Aumenta a pressão por redução da jornada de trabalho e algumas empresas já adotam a medida
Desde 1995 discutida como Proposta da Emenda Constitucional 231, a ideia da redução da jornada de trabalho de 44 para 40 horas semanais dá sinais de que pode estar prestes a sair do papel
 

Atualmente ela tramita pelo Congresso Nacional. Em ano eleitoral, a pressão para que a proposta se torne uma norma oficial aumenta. A discussão do momento é se ela realmente ajuda a gerar mais empregos ou se pode, também, ter efeitos devastadores sobre algumas empresas.
 
“A questão que torna o projeto da redução da jornada de trabalho polêmica é que é difícil estabelecer uma regra que favoreça a todos. O sucesso da medida depende muito do tipo de indústria e da função do trabalhador”, diz Andrea Huggard Caine, consultora de Recursos Humano da HuggardCaine Consultoria e Gestão em Recursos Humanos.

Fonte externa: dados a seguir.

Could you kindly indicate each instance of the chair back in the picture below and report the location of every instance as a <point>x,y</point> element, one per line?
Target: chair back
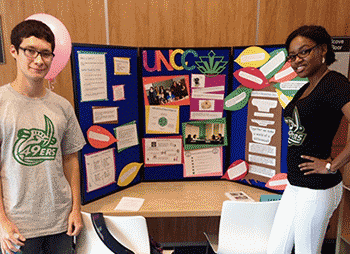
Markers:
<point>245,226</point>
<point>129,231</point>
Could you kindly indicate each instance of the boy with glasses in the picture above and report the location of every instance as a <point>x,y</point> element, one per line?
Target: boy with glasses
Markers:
<point>39,140</point>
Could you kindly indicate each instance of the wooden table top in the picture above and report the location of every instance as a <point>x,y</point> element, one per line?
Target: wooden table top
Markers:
<point>174,199</point>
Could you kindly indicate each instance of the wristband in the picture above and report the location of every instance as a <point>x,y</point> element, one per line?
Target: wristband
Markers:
<point>328,168</point>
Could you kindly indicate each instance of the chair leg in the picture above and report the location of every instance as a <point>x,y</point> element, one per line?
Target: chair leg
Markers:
<point>207,248</point>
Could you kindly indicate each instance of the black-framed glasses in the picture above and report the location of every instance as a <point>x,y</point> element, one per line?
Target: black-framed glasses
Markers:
<point>32,53</point>
<point>302,54</point>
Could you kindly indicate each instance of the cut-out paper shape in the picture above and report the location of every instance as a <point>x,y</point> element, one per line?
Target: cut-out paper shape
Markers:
<point>251,77</point>
<point>252,57</point>
<point>276,62</point>
<point>263,122</point>
<point>237,99</point>
<point>236,171</point>
<point>128,173</point>
<point>283,99</point>
<point>290,88</point>
<point>264,105</point>
<point>100,137</point>
<point>285,74</point>
<point>278,182</point>
<point>262,135</point>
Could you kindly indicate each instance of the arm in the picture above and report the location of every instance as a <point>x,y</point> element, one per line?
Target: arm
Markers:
<point>72,174</point>
<point>319,166</point>
<point>9,233</point>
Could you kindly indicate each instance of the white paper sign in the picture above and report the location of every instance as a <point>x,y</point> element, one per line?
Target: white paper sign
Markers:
<point>93,76</point>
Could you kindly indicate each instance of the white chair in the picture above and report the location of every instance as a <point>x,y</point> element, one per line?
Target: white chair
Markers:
<point>130,231</point>
<point>244,227</point>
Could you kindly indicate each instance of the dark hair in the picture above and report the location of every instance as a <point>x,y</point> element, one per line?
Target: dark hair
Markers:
<point>29,28</point>
<point>319,35</point>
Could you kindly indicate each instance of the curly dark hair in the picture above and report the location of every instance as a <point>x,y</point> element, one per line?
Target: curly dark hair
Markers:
<point>29,28</point>
<point>319,35</point>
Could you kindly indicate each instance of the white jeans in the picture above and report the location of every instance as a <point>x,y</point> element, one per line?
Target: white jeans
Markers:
<point>302,218</point>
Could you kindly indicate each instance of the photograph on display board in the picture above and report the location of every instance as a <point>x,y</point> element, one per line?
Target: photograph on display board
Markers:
<point>203,134</point>
<point>172,90</point>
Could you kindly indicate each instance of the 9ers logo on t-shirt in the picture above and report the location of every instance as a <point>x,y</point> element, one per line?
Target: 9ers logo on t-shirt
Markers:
<point>296,130</point>
<point>33,146</point>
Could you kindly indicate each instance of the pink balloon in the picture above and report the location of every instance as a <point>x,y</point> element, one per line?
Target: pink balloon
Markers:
<point>63,43</point>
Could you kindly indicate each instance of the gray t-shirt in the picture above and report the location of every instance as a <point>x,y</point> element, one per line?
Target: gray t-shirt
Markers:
<point>34,135</point>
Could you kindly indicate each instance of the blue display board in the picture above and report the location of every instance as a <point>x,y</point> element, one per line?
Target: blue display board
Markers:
<point>238,125</point>
<point>121,67</point>
<point>171,63</point>
<point>138,69</point>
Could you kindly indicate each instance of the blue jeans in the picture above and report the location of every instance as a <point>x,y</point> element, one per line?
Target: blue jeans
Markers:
<point>51,244</point>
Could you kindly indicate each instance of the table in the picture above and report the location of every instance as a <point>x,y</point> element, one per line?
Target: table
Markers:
<point>177,213</point>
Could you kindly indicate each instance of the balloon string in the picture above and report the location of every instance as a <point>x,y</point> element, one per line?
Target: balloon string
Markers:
<point>51,83</point>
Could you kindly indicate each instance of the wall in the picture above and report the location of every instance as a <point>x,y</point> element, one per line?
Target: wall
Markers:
<point>174,23</point>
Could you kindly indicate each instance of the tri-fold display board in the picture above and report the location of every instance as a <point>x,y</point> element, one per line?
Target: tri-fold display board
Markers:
<point>170,114</point>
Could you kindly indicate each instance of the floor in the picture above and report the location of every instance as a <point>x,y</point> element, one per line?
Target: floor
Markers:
<point>328,248</point>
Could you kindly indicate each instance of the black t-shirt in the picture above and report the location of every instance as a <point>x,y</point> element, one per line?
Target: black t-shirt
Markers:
<point>313,122</point>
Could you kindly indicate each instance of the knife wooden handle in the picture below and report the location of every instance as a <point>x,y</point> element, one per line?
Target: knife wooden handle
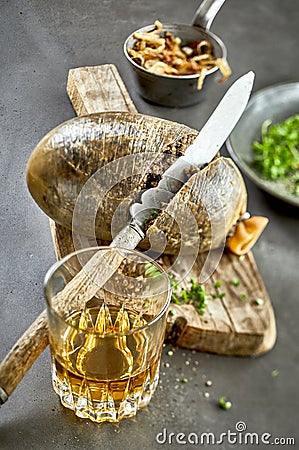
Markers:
<point>23,354</point>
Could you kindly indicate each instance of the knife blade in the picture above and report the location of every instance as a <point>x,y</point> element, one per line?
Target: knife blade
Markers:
<point>206,145</point>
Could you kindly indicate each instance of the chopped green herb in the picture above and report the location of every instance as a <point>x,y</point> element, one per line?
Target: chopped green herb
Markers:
<point>235,282</point>
<point>259,301</point>
<point>219,295</point>
<point>195,295</point>
<point>218,284</point>
<point>225,404</point>
<point>278,152</point>
<point>151,270</point>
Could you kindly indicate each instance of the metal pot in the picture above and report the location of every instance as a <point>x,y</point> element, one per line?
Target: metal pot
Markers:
<point>172,90</point>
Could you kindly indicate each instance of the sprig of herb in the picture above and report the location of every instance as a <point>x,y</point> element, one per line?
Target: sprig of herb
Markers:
<point>225,404</point>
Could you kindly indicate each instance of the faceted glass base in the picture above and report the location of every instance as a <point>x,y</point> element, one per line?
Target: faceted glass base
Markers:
<point>105,409</point>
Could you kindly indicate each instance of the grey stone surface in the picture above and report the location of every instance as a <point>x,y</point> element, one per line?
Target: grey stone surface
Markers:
<point>40,41</point>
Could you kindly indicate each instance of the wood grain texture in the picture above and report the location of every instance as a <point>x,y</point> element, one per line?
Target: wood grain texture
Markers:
<point>230,325</point>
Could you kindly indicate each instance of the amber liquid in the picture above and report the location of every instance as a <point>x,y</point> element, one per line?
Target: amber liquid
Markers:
<point>105,374</point>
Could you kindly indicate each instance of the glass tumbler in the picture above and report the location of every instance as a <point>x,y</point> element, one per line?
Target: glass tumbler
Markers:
<point>107,310</point>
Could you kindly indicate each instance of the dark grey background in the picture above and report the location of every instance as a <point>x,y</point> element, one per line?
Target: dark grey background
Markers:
<point>40,41</point>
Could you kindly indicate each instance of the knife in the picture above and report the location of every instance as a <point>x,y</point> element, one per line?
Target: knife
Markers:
<point>208,142</point>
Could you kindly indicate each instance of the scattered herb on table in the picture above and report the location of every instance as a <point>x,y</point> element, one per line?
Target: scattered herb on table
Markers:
<point>224,404</point>
<point>278,152</point>
<point>235,282</point>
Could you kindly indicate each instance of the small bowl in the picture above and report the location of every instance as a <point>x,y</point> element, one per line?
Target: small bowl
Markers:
<point>275,103</point>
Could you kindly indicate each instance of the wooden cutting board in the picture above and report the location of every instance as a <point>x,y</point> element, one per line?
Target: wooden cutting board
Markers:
<point>235,324</point>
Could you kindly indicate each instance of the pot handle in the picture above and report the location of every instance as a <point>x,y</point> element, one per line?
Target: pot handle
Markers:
<point>206,13</point>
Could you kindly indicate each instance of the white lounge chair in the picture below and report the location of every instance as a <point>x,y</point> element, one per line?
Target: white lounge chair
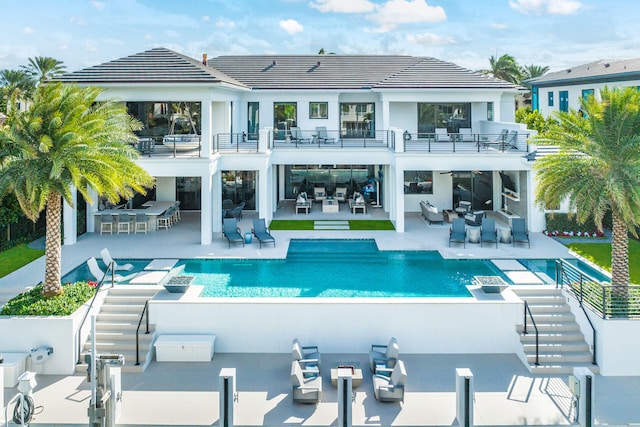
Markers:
<point>98,274</point>
<point>107,259</point>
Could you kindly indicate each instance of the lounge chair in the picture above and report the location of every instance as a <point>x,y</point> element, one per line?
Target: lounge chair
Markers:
<point>519,231</point>
<point>107,259</point>
<point>98,274</point>
<point>322,136</point>
<point>308,356</point>
<point>261,232</point>
<point>442,135</point>
<point>319,194</point>
<point>488,231</point>
<point>340,194</point>
<point>306,385</point>
<point>385,355</point>
<point>296,136</point>
<point>231,231</point>
<point>458,232</point>
<point>390,388</point>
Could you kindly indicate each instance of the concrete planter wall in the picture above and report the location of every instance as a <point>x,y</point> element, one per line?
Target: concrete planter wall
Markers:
<point>19,334</point>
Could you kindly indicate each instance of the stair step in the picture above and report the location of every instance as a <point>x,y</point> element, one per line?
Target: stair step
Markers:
<point>564,368</point>
<point>550,358</point>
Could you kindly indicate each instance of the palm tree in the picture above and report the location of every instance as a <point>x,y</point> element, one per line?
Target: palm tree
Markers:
<point>532,71</point>
<point>16,85</point>
<point>67,140</point>
<point>43,68</point>
<point>505,68</point>
<point>597,168</point>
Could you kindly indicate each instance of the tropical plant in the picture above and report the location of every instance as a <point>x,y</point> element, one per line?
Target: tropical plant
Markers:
<point>42,68</point>
<point>505,68</point>
<point>68,140</point>
<point>16,85</point>
<point>532,71</point>
<point>597,168</point>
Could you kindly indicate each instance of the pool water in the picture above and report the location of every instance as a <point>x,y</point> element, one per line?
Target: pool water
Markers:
<point>339,268</point>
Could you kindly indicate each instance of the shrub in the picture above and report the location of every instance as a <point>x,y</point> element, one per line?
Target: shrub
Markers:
<point>32,303</point>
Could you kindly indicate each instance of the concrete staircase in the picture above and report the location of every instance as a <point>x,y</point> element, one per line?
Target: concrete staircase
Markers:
<point>562,345</point>
<point>116,326</point>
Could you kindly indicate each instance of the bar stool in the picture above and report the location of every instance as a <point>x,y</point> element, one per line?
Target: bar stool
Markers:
<point>141,223</point>
<point>106,223</point>
<point>123,224</point>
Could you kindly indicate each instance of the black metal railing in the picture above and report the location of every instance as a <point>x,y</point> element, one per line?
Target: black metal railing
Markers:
<point>606,300</point>
<point>235,143</point>
<point>110,269</point>
<point>465,142</point>
<point>145,310</point>
<point>527,310</point>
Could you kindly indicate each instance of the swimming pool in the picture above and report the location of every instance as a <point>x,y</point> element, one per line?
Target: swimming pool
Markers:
<point>332,269</point>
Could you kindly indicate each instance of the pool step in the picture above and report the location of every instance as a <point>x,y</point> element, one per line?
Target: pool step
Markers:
<point>331,225</point>
<point>562,345</point>
<point>116,326</point>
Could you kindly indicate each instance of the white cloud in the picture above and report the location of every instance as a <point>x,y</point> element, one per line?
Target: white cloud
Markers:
<point>398,12</point>
<point>551,7</point>
<point>225,24</point>
<point>291,26</point>
<point>343,6</point>
<point>98,5</point>
<point>430,39</point>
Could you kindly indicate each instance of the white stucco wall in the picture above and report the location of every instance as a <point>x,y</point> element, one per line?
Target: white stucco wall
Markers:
<point>443,325</point>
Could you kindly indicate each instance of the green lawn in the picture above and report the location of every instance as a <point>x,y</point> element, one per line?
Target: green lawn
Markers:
<point>307,224</point>
<point>600,254</point>
<point>14,258</point>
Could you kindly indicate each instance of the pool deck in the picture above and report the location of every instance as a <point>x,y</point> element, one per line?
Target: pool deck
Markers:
<point>186,393</point>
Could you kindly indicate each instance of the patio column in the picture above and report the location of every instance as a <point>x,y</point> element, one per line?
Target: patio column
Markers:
<point>70,219</point>
<point>398,192</point>
<point>206,128</point>
<point>206,212</point>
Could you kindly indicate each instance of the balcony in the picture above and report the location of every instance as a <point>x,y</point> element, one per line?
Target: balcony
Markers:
<point>512,142</point>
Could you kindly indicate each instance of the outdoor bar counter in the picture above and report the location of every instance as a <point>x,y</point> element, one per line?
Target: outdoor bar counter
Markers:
<point>152,209</point>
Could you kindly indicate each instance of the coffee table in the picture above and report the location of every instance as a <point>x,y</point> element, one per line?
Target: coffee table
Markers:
<point>356,377</point>
<point>330,206</point>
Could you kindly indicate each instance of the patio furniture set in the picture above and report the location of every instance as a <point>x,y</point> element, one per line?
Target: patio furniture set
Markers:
<point>389,373</point>
<point>330,204</point>
<point>260,231</point>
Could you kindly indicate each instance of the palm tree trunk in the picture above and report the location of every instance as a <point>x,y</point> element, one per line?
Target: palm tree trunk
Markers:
<point>619,265</point>
<point>52,286</point>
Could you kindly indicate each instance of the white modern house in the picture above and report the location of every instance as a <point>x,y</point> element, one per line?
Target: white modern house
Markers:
<point>259,130</point>
<point>562,90</point>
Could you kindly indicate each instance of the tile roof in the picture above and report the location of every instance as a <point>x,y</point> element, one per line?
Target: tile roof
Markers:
<point>352,72</point>
<point>283,72</point>
<point>157,65</point>
<point>599,70</point>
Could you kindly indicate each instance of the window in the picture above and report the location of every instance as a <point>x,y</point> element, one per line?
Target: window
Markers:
<point>586,93</point>
<point>253,120</point>
<point>285,116</point>
<point>449,116</point>
<point>418,182</point>
<point>318,110</point>
<point>357,120</point>
<point>564,100</point>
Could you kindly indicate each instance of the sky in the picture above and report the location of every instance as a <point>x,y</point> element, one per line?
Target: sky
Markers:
<point>555,33</point>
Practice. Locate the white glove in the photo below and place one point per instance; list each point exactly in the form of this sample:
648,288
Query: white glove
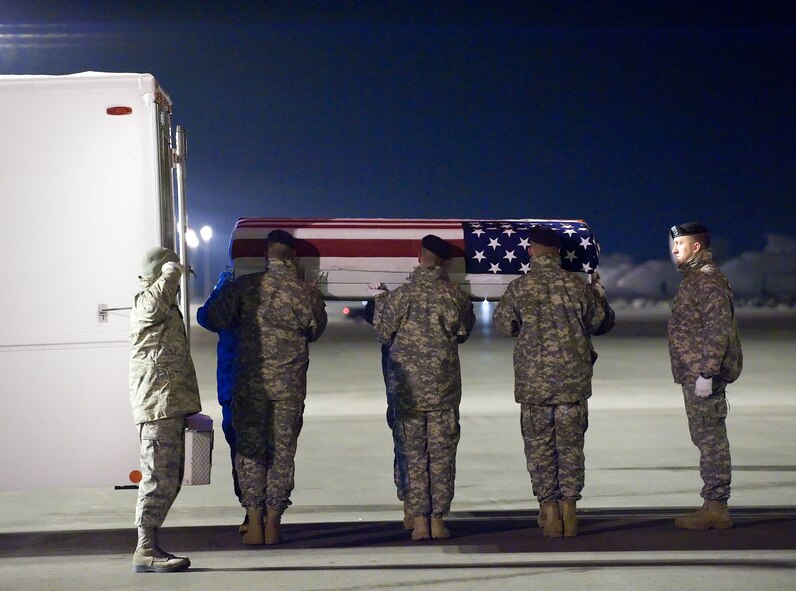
376,289
704,387
171,268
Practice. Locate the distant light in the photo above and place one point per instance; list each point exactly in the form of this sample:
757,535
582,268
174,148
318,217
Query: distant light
119,110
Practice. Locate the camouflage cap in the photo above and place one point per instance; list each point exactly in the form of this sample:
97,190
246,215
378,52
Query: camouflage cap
154,260
688,229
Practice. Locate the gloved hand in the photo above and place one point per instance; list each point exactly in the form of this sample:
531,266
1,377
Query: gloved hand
376,289
171,268
597,285
703,387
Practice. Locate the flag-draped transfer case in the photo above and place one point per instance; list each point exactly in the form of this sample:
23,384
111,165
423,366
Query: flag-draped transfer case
349,253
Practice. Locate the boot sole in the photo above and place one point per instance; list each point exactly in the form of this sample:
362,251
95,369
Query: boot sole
699,528
140,568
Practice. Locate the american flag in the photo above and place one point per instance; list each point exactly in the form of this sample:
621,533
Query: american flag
351,252
501,247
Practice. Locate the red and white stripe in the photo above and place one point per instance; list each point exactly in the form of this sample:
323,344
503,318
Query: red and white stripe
350,244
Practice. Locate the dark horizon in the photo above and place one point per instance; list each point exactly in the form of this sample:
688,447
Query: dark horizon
632,121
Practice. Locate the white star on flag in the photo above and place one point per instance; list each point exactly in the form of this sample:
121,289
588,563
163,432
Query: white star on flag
502,247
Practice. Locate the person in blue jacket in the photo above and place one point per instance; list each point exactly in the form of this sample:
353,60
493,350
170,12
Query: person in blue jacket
225,352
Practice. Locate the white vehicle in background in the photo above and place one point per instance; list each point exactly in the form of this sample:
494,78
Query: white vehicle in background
89,176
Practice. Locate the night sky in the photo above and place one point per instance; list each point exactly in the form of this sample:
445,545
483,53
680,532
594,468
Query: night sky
632,119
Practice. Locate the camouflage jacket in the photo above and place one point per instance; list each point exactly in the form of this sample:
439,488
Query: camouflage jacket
553,312
423,322
162,377
274,316
703,333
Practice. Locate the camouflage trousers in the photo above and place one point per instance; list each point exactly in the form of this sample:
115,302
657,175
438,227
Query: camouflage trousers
398,463
267,434
554,437
428,440
162,466
707,424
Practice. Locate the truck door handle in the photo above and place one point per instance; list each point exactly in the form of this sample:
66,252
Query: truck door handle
103,309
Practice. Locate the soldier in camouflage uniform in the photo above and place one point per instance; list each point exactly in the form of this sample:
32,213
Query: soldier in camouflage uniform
423,323
553,313
706,355
274,316
163,390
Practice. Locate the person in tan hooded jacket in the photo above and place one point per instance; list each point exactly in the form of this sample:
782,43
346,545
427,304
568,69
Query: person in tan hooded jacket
163,391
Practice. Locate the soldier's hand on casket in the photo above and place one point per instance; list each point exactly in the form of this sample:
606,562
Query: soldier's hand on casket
376,289
597,285
171,268
704,387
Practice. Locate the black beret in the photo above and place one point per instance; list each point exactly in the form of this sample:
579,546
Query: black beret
281,237
688,229
436,245
544,236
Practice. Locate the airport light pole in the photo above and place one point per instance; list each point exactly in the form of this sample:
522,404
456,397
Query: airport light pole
206,232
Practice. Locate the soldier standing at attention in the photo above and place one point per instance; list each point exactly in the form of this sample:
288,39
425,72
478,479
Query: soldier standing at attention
706,355
423,322
163,390
274,316
553,313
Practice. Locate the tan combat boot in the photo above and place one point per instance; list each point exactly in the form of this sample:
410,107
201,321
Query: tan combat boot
712,515
553,526
273,521
409,521
421,530
570,518
438,529
244,526
254,531
149,558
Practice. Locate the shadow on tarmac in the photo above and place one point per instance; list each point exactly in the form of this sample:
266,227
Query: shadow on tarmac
498,532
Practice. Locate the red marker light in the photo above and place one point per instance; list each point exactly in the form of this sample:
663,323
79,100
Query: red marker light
119,110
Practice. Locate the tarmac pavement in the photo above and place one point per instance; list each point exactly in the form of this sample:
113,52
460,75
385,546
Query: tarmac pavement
344,531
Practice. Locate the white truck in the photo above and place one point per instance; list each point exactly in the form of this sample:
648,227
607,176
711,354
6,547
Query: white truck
90,178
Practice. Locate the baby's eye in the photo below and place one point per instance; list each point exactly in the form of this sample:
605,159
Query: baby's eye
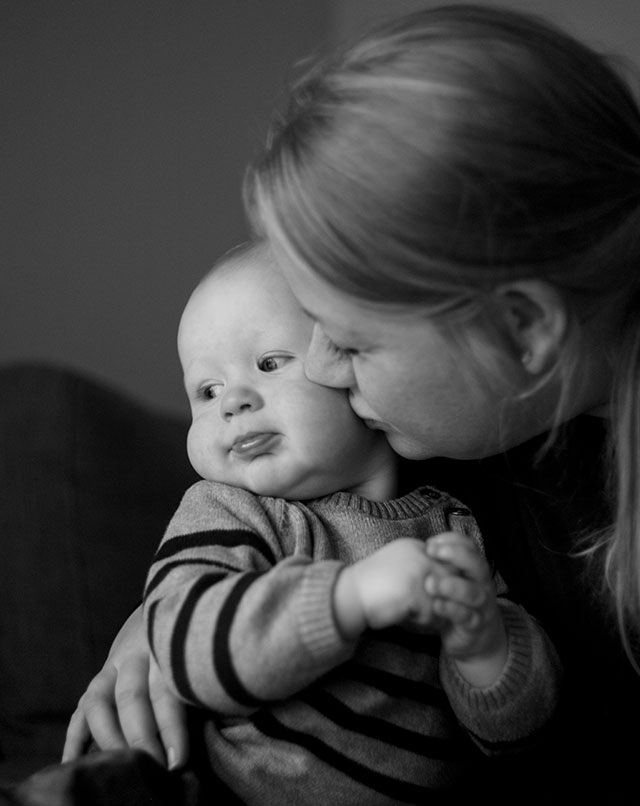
209,391
270,363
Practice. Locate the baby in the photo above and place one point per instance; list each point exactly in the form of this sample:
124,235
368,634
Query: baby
346,643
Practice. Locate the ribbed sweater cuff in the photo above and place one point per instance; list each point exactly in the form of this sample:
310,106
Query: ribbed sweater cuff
515,677
318,629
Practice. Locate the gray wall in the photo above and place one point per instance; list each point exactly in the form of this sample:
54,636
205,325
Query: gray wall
126,128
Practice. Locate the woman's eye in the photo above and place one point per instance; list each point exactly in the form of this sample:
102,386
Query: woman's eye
345,351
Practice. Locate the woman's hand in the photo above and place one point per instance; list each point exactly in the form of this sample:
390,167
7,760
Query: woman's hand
128,705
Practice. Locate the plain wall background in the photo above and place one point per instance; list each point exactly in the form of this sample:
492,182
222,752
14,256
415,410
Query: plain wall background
126,128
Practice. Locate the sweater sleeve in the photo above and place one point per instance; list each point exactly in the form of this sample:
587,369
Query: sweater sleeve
509,715
238,615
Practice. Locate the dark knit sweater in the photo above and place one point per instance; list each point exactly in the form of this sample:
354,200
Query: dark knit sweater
533,510
239,610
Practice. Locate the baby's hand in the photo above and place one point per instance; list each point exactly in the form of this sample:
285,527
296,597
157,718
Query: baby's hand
465,598
385,589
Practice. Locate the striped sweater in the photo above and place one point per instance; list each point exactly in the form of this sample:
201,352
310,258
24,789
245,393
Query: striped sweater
239,618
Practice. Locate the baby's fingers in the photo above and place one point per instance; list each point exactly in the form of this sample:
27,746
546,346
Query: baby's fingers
463,595
459,552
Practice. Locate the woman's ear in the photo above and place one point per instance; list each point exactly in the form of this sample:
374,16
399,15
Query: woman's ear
535,315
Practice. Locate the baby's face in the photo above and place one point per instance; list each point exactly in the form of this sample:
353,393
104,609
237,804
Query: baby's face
258,422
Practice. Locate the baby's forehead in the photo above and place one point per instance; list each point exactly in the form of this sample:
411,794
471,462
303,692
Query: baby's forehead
254,260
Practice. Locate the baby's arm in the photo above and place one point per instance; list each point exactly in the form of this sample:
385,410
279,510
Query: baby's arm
499,669
233,621
385,589
463,594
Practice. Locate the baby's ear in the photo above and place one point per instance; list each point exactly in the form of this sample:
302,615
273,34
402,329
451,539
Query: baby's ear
535,315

Defendida por muitos sindicatos, a medida é um mecanismo para aumentar o número dos postos de trabalho, já que seriam necessários mais funcionários para realizar os mesmos serviços. Dados do Departamento Intersindical de Estatística e Estudos Socioeconômicos (Dieese), por sua vez, indicam que adotar a carga de trabalho menor teria um custo de produção 1,99% maior para as companhias, o que não teria um impacto tão significativo sobre o balanço final.
 
A equação da geração de empregos, no entanto, pode não ser tão simples. “Contratar mais pessoas significa mais custos para as empresas e algumas podem não ter como arcar com eles, o que as forçaria a diminuir a produção e, consequentemente, reduzir o quadro de funcionários”, explica Andrea.
 
Entidades como a Federação das Indústrias do Estado de São Paulo (Fiesp) defendem que a proposta, além de não gerar mais empregos, poderia, sim, influir negativamente sobre os níveis de produção e, assim, comprometer a competitividade das companhias brasileiras. Para exemplificar, a instituição cita a redução determinada em 1988, de 48 para 44 horas, que não gerou novas oportunidades.
 
A consultora explica que, em algumas funções, independentemente de resultar na criação de empregos, o sucesso da ação está diretamente ligado ao trabalho realizado pelos funcionários. “Em uma unidade fabril, em que as funções podem afetar a qualidade de vida, a jornada já é reduzida. Já para quem trabalha com atendimento, ficar menos tempo no escritório pode ser prejudicial”. Segundo Andrea, é o próprio mercado que acaba por regular a jornada ideal.
 
Motivação e produtividade
 
Enquanto a questão legal não se define, algumas empresas começam, espontaneamente, a encontrar as melhores soluções para suas realidades. É o caso do laboratório Buenos Ayres, que desde 15 de março adotou a prática e, agora, colhe bons frutos da decisão: um aumento de 20% na produtividade sem novas contratações. Lá, uma boa política de recursos humanos garantiu que os funcionários, ao serem exigidos por menos horas, ficassem mais motivados e produtivos.
 
“Desde a metade de 2009 vínhamos estudando maneiras de pôr a medida em prática sem acarretar novos custos nem perder em qualidade”, explica Sérgio Marques, diretor-presidente do Buenos Ayres. A solução encontrada foi decidir em conjunto com os próprios funcionários, que optaram por ter a jornada reduzida. Isso fez com que todos se sentissem parte da decisão e se esforçassem para manter o benefício.
 
Marques considera que, com a mudança, os trabalhadores ganharam em qualidade de vida, pois têm mais tempo com suas famílias, ou para estudar, e isso tem se refletido na rotina da empresa. “Conseguimos resolver muitos dos nossos problemas. Ocorreram uma valorização do emprego, queda da rotatividade e melhoria no ambiente de trabalho”, explica.